Lage, Dorfbild, Verkehr
[Bearbeiten | Quelltext bearbeiten]Steinhaus befindet sich gemeinsam mit den Nachbarorten Mühlebach und Ernen im Westen und Niederwald im Osten am Eingang ins Goms.
Das Dorf Steinhaus wurde auf einem sonnigen, südwärts gerichteten Hochplateau nahe dem Rufibach erbaut. Die Distanz zur Rhone beträgt ca. 250 Meter, diejenige zum Rhonegletscher 21 km. Das Dorf liegt am früheren Saumpfad, der «Via Regia». Dieser erstreckt sich durchs ganze Oberwallis und war vor dem Bau der Furkastrasse 1860–1861 die Hauptverkehrsverbindung durch das Wallis. Durch ds unner Dorf («das untere Dorf») führt die Strasse, welche von Mühlebach herkommt. Die Häuser am Eingang des Dorfes sind gegen Norden gerichtet. Im Ober Dorf befinden sich die Kapelle und das ehemalige Gemeindehaus sowie zahlreiche Wohnhäuser und Stadel.

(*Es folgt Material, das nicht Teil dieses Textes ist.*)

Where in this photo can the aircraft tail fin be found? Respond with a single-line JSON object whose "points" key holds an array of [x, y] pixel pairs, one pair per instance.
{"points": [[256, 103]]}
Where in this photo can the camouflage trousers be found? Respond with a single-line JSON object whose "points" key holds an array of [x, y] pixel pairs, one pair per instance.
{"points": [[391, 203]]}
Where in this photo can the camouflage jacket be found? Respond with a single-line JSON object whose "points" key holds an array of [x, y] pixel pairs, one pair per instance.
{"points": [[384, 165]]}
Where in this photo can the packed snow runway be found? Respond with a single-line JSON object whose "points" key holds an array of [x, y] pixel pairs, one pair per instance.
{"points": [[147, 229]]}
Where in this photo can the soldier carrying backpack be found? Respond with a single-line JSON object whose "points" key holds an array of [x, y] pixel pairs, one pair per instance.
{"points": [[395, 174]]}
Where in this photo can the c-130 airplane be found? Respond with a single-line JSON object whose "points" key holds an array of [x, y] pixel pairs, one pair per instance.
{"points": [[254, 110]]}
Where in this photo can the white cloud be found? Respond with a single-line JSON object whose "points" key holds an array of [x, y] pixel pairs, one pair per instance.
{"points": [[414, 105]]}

An beiden Enden des Dorfes sind die Obergommerhäuser, welche zwischen 1510 und 1630 erbaut wurden, noch sehr gut erhalten. Zum Teil verfügen die Wohnhäuser über einen fast vollständig intakten Dielbaum (Tragbalken der Decke, meist der Wohnzimmerdecke, häufig mit reichhaltiger Inschrift). Interessant in diesem Zusammenhang ist auch der Grundriss der Häuser im Oberwallis. In der Regel wurden alle Häuser des Tals bis in die Neuzeit nach diesem Grundriss erstellt. Im Zentrum des Dorfes finden sich die um 1710 erbauten Wohnhäuser. 1768 vernichtete ein grosses Feuer zwölf Gebäude. Die Weiler Richelsmatt und Rottenbrücke in der Nähe von Steinhaus werden heute nicht mehr bewohnt, ersteres seit 1830.

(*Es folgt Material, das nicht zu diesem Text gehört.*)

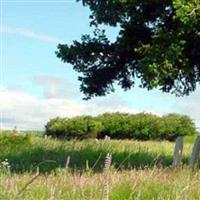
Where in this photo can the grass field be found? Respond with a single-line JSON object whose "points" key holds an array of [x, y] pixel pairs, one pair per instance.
{"points": [[34, 167]]}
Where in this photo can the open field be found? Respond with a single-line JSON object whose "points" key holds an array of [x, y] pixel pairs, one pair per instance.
{"points": [[44, 168]]}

Von Brig oder Oberwald führt der Weg über Ernen und Mühlebach VS nach Steinhaus. Steinhaus kann auf dieser Route mit dem Privatwagen oder mittels öffentlicher Verkehrsmittel erreicht werden. Von Niederwald her ist Steinhaus zu Fuss in 20 Minuten erreichbar.
Bis 1960 gab es im ganzen Dorf nur einen Telefonanschluss, den alle Bewohner des Dorfes für ein- und ausgehende Anrufe benutzten. Der Kontakt zur Aussenwelt war bis in die 1970er Jahre marginal. Aufgrund von Lawinenniedergängen war das Dorf bis 1987 im Winter zum Teil wochenlang von der Aussenwelt abgeschnitten. Dank dem Bau eines Tunnels beim Löüwibach («Lawinenbach») im Jahre 1987/1988 ist Steinhaus nun auch im Winter jederzeit erreichbar.
Geschichte
[Bearbeiten | Quelltext bearbeiten]Erstmals urkundlich erwähnt wird das Dorf im Jahre 1245 als Domus lapidea («steinernes Haus»),[2] 1436 dann zum ersten Mal auf Deutsch zem Steinhus.[1]

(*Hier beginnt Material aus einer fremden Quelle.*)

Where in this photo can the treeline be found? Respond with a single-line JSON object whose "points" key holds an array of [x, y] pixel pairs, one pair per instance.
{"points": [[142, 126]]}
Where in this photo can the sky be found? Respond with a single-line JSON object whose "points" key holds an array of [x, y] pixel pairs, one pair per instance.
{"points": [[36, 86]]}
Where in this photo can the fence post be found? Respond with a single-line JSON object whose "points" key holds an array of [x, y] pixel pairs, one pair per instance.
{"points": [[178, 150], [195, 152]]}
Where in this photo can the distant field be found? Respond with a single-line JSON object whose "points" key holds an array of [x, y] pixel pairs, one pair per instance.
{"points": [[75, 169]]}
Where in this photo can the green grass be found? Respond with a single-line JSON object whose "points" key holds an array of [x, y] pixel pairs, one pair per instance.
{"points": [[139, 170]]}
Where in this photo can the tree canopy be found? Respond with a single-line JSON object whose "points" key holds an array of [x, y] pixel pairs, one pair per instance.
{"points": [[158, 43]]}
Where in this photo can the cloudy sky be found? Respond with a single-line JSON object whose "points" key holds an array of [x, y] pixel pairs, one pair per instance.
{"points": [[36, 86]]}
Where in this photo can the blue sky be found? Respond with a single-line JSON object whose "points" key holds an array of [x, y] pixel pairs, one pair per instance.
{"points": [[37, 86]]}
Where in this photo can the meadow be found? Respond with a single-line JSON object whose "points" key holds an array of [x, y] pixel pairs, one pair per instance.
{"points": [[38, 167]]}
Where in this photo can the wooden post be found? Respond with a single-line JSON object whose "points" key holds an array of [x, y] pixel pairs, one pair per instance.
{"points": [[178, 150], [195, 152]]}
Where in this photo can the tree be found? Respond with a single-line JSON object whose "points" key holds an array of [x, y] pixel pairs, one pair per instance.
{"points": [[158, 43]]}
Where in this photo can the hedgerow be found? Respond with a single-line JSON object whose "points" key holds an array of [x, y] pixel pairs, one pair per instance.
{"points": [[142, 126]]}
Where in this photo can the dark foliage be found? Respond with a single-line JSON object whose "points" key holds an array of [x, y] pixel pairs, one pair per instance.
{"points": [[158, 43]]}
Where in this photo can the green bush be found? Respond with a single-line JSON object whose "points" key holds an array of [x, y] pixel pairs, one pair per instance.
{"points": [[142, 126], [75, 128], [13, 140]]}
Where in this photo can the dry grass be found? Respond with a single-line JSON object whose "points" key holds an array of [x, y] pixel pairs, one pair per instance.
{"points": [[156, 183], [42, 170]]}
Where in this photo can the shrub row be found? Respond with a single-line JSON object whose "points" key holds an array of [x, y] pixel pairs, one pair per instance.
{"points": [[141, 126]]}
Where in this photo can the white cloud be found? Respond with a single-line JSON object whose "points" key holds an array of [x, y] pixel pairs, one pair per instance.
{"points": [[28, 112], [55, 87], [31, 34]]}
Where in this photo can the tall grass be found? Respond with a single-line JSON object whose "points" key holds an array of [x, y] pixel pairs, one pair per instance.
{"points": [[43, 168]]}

Im Mittelalter waren im Goms Grund und Boden aller Wahrscheinlichkeit nach aufgeteilt. Die eine Hälfte beanspruchte der Bischof von Sitten, die andere mehrere Grafen, welche aus Oberitalien kamen.[3] Unter diesen adeligen Geschlechtern waren die Herren von Biandrate, von Compeys, de Castello, de Platea, de Rodier und de Vineis. Möglicherweise hatte einer dieser Grafen in Steinhaus Wohnsitz, worauf der Örtlichkeitsname uff em Turre am oberen Dorfeingang sowie der Ortsname «Steinhaus» selbst hindeuten könnten.[1][4] Das Erwachen der Freiheitsrechte der Oberwalliser stärkte den demokratischen Gedanken und führte in mehreren Freiheitskämpfen zu Eigenständigkeit und Selbstverwaltung. Davon zeugen die Siege der Walliser bei der Schlacht bei Ulrichen im Jahre 1211 gegen Herzog Berchtold V. von Zähringen und 1419 gegen die Berner. Ein grosses Kreuz aus Granit mit der Inschrift «Den Helden von Ulrichen» erinnert auf einem Feld von Ulrichen an diese Schlacht. Im vierzehnten Jahrhundert traten sie gegenüber dem bischöflichen Landesherrn sehr bestimmt auf: Als Bischof Tavel von Sitten im Herbst 1361 mit Gefolge ins Goms ritt, um die Gemeinden zu mehr Gehorsam zu verpflichten, überfielen die Gommer den Bischof in der Nähe von Steinhaus und hielten diesen elf Wochen lang gefangen, bis er ihnen grosse Zugeständnisse machte. 1417 gab sich die Gemeinde eigene Statuten. Die Gemeinde Steinhaus war vom Mittelalter bis zum Ende des Ancien Régime Teil des Viertels Ernen im Untergoms (Grosspfarrei Ernen).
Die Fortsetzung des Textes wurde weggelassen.